Servidor público, fundador e dirigente do Sindicato dos Servidores Públicos do Distrito Federal (Sindsep-DF) e coordenador da corrente Servidores em Luta, Expedito rejeitou a ideia de que a conquista de cargos no Parlamento ou no Executivo seja capaz de transformar, por si só, a situação do País.
“Diferentemente do conjunto de todos os outros partidos, incluindo os partidos da esquerda, da esquerda que se reivindica inclusive como esquerda radical, nós, do Partido da Causa Operária, nos apresentamos nas eleições não para fazer promessas vazias, não para fazer demagogia acerca da possibilidade de que a conquista de um cargo dentro do Parlamento ou mesmo no Executivo possa transformar a situação real do País.”
A campanha, explicou, é uma oportunidade para levar a uma parcela maior da população o programa defendido diariamente pelo Partido nas lutas populares e sindicais.
“Mas, nas eleições, nós buscamos também fazer com que haja uma evolução no nível de consciência dos trabalhadores, para que eles próprios possam assumir as rédeas da história e possam intervir na situação, para que eles próprios possam alcançar uma solução para os graves problemas do País.”
Expedito criticou os partidos que abandonaram a mobilização e passaram a depositar suas esperanças nas instituições. Para o candidato, somente a retomada da luta de massas permitirá arrancar conquistas da burguesia e enfrentar a miséria que atinge a maioria da população.
“Nós acreditamos piamente que é possível, sim, impor, através da mobilização, as reivindicações do conjunto dos trabalhadores, aquelas que são as reivindicações mais sentidas das massas populares.”
Programa de luta
Expedito afirmou que essa orientação vale para todas as candidaturas do PCO, da Presidência da República às assembleias legislativas. A campanha denunciará os limites da democracia burguesa e defenderá as reivindicações mais urgentes dos trabalhadores.

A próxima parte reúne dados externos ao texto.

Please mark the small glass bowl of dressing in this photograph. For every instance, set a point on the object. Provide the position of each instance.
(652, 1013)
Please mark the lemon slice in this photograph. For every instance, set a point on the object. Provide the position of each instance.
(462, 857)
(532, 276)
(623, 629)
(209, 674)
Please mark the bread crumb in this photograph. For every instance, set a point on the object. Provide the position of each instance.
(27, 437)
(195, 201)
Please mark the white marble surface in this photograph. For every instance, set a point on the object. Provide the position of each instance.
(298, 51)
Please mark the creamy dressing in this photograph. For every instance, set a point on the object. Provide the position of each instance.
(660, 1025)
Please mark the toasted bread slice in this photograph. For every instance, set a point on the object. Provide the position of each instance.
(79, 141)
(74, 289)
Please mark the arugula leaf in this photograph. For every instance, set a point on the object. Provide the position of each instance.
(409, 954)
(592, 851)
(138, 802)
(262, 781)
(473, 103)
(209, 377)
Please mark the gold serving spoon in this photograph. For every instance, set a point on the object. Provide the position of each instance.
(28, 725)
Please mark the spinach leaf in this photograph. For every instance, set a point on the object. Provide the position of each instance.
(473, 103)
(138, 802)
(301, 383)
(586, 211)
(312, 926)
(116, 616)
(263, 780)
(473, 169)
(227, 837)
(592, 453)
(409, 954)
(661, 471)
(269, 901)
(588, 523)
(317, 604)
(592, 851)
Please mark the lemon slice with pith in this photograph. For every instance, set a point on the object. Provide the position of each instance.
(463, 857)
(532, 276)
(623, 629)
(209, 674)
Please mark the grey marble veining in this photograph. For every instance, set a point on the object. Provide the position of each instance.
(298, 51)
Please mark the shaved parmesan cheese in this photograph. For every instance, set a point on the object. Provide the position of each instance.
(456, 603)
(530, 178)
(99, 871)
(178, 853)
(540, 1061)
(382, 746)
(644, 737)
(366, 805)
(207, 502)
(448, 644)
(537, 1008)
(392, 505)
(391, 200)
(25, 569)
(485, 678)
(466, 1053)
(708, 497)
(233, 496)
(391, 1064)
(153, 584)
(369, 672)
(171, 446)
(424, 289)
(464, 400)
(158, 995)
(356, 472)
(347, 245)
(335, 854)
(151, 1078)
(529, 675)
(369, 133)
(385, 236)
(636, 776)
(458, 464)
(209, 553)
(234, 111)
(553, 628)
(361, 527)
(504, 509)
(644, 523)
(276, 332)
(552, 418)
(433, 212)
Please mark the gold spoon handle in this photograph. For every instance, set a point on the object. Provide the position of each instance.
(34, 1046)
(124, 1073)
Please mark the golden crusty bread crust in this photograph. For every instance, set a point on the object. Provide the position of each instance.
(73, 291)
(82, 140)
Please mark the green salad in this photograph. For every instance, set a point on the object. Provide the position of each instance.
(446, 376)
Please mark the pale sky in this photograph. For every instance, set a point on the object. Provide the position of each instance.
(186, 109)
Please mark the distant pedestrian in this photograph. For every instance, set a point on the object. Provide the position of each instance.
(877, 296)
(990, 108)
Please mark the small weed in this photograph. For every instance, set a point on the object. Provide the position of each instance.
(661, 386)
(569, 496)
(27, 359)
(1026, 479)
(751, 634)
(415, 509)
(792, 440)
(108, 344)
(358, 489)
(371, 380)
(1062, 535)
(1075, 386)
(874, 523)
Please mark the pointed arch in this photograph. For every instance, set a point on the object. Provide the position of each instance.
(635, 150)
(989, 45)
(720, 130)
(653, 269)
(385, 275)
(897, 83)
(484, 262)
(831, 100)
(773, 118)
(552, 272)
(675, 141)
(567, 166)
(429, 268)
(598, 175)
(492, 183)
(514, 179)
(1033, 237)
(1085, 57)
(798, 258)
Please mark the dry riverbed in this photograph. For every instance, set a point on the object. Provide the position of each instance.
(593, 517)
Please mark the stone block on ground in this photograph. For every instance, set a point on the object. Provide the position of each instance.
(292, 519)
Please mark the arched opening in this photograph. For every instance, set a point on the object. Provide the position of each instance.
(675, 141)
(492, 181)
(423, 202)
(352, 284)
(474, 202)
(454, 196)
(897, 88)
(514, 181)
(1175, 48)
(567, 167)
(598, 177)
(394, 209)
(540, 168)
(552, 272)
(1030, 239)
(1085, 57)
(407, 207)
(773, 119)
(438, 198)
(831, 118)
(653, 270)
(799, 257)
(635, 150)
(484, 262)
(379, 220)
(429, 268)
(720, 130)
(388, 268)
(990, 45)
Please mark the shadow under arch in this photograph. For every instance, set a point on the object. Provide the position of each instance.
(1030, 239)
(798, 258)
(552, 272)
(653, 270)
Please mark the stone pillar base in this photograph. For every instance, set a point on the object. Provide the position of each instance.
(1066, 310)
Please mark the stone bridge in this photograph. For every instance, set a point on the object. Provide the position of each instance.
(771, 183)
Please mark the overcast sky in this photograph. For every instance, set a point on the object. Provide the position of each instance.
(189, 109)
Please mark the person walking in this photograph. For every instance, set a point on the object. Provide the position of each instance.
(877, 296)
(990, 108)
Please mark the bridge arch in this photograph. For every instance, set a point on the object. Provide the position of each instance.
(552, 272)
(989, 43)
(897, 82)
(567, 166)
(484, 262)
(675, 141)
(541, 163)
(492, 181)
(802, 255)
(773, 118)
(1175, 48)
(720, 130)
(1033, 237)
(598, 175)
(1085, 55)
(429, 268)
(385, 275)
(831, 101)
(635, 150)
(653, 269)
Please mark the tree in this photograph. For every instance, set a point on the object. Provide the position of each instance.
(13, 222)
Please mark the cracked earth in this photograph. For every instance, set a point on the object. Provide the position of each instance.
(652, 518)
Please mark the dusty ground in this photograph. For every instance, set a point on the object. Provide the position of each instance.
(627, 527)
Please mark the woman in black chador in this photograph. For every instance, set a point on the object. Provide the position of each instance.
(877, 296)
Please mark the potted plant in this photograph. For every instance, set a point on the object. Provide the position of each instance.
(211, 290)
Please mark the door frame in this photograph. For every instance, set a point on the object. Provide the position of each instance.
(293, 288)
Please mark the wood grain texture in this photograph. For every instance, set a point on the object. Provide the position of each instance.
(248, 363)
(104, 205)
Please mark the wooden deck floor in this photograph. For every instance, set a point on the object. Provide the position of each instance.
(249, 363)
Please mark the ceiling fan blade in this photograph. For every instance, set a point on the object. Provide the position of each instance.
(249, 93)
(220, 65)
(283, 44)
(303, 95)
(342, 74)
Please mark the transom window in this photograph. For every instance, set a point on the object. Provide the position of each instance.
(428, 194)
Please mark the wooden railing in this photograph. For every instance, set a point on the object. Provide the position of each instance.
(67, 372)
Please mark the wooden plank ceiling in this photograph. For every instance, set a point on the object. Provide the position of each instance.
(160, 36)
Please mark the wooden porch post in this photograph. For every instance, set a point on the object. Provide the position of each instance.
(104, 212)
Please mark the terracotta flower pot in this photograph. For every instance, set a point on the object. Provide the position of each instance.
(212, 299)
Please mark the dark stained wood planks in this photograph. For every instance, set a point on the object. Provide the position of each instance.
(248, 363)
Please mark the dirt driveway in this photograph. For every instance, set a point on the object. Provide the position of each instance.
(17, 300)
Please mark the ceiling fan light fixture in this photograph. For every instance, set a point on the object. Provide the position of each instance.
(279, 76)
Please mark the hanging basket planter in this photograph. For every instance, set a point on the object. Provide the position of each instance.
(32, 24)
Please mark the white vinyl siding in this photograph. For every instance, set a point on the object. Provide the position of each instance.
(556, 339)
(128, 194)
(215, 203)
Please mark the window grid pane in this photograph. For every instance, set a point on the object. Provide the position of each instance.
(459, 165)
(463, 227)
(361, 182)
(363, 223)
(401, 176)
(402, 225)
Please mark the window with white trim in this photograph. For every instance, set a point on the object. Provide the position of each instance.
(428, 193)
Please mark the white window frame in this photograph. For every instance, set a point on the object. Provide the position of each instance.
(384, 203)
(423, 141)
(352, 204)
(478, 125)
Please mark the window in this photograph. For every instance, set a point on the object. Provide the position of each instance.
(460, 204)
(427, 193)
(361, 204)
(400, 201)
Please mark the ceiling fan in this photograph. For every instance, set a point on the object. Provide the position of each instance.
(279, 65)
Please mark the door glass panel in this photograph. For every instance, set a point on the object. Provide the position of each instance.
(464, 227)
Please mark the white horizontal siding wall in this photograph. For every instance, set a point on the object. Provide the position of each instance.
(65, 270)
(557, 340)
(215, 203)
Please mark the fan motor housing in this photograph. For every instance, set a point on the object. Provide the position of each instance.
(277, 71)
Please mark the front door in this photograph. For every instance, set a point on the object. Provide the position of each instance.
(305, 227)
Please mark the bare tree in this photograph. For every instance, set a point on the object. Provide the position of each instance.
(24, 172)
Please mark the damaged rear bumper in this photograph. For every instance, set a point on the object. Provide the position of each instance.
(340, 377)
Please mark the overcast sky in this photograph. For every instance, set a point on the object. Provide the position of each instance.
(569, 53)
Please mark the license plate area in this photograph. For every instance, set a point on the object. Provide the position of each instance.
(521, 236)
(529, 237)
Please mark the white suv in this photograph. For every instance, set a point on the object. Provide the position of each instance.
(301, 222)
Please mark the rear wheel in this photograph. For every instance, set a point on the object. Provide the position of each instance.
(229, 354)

Entre elas estão o salário mínimo vital de R$8 mil, a reforma agrária, a reestatização das empresas privatizadas e o desconhecimento da dívida pública. Expedito denunciou que o pagamento dessa dívida consome mais da metade do orçamento nacional e sustenta uma política de juros altos em benefício dos banqueiros.
O candidato também defendeu a exploração do petróleo da Margem Equatorial. Segundo ele, essa riqueza deve ser utilizada para desenvolver o País e elevar as condições de vida da população.
Expedito ressaltou que o PCO não é contra os programas sociais, mas considera necessário superar a situação em que mais de 60 milhões de brasileiros dependem da assistência do Estado para sobreviver. O salário mínimo de R$8 mil, explicou, corresponde ao necessário para sustentar uma família formada por dois adultos e duas crianças.
Contra a perseguição ao PCO
A operação realizada pela Polícia Federal na residência de Rui Costa Pimenta, presidente nacional do PCO e candidato à Presidência da República, também será denunciada durante a campanha no Distrito Federal.
Expedito classificou a ação do dia 11 de agosto como “criminosa, golpista, antidemocrática e ilegal”. Para ele, a atuação da Polícia Federal contra o Partido demonstra a submissão da instituição ao imperialismo e ao sionismo.
“Nós estamos aproveitando esse momento das eleições para também fazer uma denúncia do caráter fascista e antidemocrático da ação dessa instituição, que não está sob o controle nenhum aqui do País, mas se submete aos ditames do imperialismo e do sionismo.”
A campanha também defenderá o povo palestino, o povo iraniano e a Rússia em sua guerra contra o imperialismo. No Brasil, Expedito colocou entre as prioridades a defesa da soberania nacional, da exploração do petróleo e das reivindicações dos trabalhadores.
Ao final, o candidato convidou militantes e apoiadores a participar das panfletagens e demais atividades organizadas pelo PCO durante a campanha. “Nós saudamos a todos e convidamos todos a cerrar fileiras no apoio ao Partido da Causa Operária”, declarou.